Removing impaling foreign objects from wounds. Generally they've smashed all the bits they're going to smash, and are now acting as a plug on the wound - and an infection can be fought off with antibiotics at the hospital. Pull the plug, and you may be dead in minutes. Barbed weapons might tear more flesh and if they don't, you're unlikely to be able to pull it out at the exact angle it went in.
Similarly, We Have to Get the Bullet Out. A bullet can remain undetected inside somebody for years and not cause any problems. Generally, the only times a bullet needs to be removed is if it is still travelling in the body, its becoming dislodged can lead to a fatal injury (in which case the doctors want to remove it in a controlled environment rather than it becoming dislodged on its own at random), or if it is serving as a source of infection or immune reaction, despite the fact that firing a bullet heats it to the point that most possibilities of infection will be gone. Getting the bullet out is usually the last thing surgeons bother to do.

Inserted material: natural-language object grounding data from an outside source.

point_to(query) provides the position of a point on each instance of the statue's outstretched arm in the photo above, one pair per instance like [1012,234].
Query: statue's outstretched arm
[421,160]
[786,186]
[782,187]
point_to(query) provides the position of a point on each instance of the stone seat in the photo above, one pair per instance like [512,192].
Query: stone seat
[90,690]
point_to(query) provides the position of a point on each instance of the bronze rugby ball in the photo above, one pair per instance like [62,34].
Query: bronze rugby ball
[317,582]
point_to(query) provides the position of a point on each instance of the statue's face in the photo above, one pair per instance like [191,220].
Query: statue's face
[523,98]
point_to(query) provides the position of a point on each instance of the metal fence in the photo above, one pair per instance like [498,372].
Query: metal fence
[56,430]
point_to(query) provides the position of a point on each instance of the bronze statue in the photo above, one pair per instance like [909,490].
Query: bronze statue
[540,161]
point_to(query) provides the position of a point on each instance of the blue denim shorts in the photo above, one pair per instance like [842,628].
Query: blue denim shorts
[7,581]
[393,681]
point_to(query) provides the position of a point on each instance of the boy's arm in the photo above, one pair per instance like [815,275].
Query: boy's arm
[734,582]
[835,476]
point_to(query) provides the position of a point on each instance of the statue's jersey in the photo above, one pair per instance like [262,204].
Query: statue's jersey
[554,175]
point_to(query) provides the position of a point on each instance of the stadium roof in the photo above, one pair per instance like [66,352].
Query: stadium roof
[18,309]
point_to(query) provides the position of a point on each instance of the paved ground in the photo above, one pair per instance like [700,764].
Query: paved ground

Trying to make someone vomit poisonous or infectious things they have consumed. If they aren't already vomiting (which does happen with some substances, alcohol being the most notorious), you should just get them to a hospital. Supportive treatment began early (or antidotes/antitoxins where they exist) often does far more good than trying to purge the substance from the body. Finally, in some cases a drug or alcohol or other overdose can cause unconsciousness and someone vomiting can breathe in their own vomit, complicating their potential survival with a nasty case of pneumonia.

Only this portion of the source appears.